Von euch allen angesteckt, habe ich mich entschlossen es auch zu versuchen den ein oder anderen Fisch der 1000 Würfe zu überlisten.

Jetzt zu meiner Frage oder den Fragen:
Da ich absoluter Neuling auf dem Gebiet Meerforellenangeln bin, würde ich mich über einige Tipps von euch freuen.
Zum Thema Rute, Rolle und Schnur habe ich mir bereits übers board eine guten Überblick verschafft und entsprechend eingedeckt. Ich habe mich entschieden mit monofiler Schnur zu fischen, da ich nicht zu viele neue Dinge auf einmal ausprobieren will und keine Erfahrungen mit geflochtener habe. 

Jetzt zu euch: 
Was würdet ihr sagen sind typische Anfängerfehler beim Spinnangeln auf Meerforelle? Worauf muss ich unbedingt achten, was sollte ich unbedingt vermeiden? Habt ihr besondere Tipps zum Anhieb, Drill oder landen? Vielleicht könnt ihr auch sagen welche Abschnitte zum Watangeln geeignet sind, welche auf keinen Fall, und was sonst noch alles wichtig ist.

Ich würde mich freuen wenn ihr mir den ein oder anderen Anfängerfehler ersparen könnt #6 

Eine letzte Frage noch zum Schluss:
ich fahre Ende Mai/Anfang Juni nach Dänemark auf die Insel Alsen in Urlaub. Lohnt es sich dann noch auf Meerforelle zu fischen oder ist es zu spät?
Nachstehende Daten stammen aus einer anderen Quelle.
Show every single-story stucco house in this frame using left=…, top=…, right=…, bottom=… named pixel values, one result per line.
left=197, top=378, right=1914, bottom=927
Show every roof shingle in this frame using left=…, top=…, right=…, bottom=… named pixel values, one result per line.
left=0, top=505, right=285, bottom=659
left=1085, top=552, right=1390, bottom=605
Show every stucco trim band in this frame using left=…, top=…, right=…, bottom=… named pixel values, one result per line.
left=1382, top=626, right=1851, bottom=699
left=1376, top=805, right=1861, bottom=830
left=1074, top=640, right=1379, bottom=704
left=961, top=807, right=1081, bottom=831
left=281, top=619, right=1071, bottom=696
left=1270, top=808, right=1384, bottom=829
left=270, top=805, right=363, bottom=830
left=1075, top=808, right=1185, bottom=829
Vielen Dank schonmal für alle eure Antworten, ich freu mich drauf!

red


----------



## donlotis (5. Mai 2007)

*AW: Anfängerfehler von Meerforellen-Neulingen...*

Hallo,

das meiste wirst Du beim Angeln selber lernen. Aber ein Fehler wird sehr häufig gemacht: Anstatt erst einmal den flachen Uferbereich abzufischen (auch dort, wo es nur 50 - 70 cm tief ist), wird gleich mit der Wathose ins Wasser gestürmt und sofort auf Weite geworfen. Manchmal kann das der Bringer sein, aber vorher sollte man sich vergewissern, ob nicht eine Kapitale im Flachen steht.

Gruß donlotis


----------



## seestern95b (5. Mai 2007)

*AW: Anfängerfehler von Meerforellen-Neulingen...*

#hHallo!
Wenn Du Ende Mai auf Meerforellen gehen willst, solltest Du abends oder nachts losgehen, das Wasser ist jetzt zu warm zum Tagsüber fischen. Wenn Du nachts losgehst, solltest Du immer einen Watstock dabei haben, damit Du bei den schlechten Sichtverhältnissen nicht ins stolpern kommst. Am besten, Du schaust Dir die Stelle vorher tagsüber an, damit Du mit den Begebenheiten vertraut bist. Tagsüber kannst Du jetzt gut Hornies angeln.
Gruß, Seestern


----------



## redfischli (5. Mai 2007)

*AW: Anfängerfehler von Meerforellen-Neulingen...*

@ donlotis: Ok danke werde ich mir merken. Werde mich auf jeden Fall mal bei dir melden, wenn ich auf deinem Tipp hin was fange 

@ seestern: na dann werde ich mich wohl nachts auf den weg machen. Wie siehts denn mit morgens früh aus? Ist da auch was drin oder eher bei Dunkelheit?

Gruß red


----------



## Dorschking (5. Mai 2007)

*AW: Anfängerfehler von Meerforellen-Neulingen...*

Also ich würde kurz vor der Dämmerung anfangen und fischen bis es dunkel ist und natürlich auch im dunklen. Ein Anfängerfehler den ich noch dazufügen würde wäre einmal das zu schnelle eindrehen des Blinkers oder Wobblers und das Verwenden von zu schweren Blinkern und Wobblern. Ich persönlich mag es nicht, so wie bei anderen Leuten manchmal zu sehen, mit 35g oder sogar 40g reinzufeuern und dann so schnell einholen zu müssen.
Gruss Dorschking


----------



## Hackersepp (5. Mai 2007)

*AW: Anfängerfehler von Meerforellen-Neulingen...*

rentiert dich das Mefo fischen dann in den Pfingstferien auf Rügen, in den Abend/morgen stunden????


----------



## oh-nemo (5. Mai 2007)

*AW: Anfängerfehler von Meerforellen-Neulingen...*

Zu den "Beisszeiten" in der warmen Jahreszeit braucht man nix hinzufügen.
Um im dunkeln den 100 prozentigen Kontakt zum Köder zu spüren lege ich Dir "geflochtene" ans Herz.
Dazu gehört allerdings eine Rolle die das Geflecht auch gleichmäßig verlegt.
Der Erfolg fängt bei dem richtigen Getackle an.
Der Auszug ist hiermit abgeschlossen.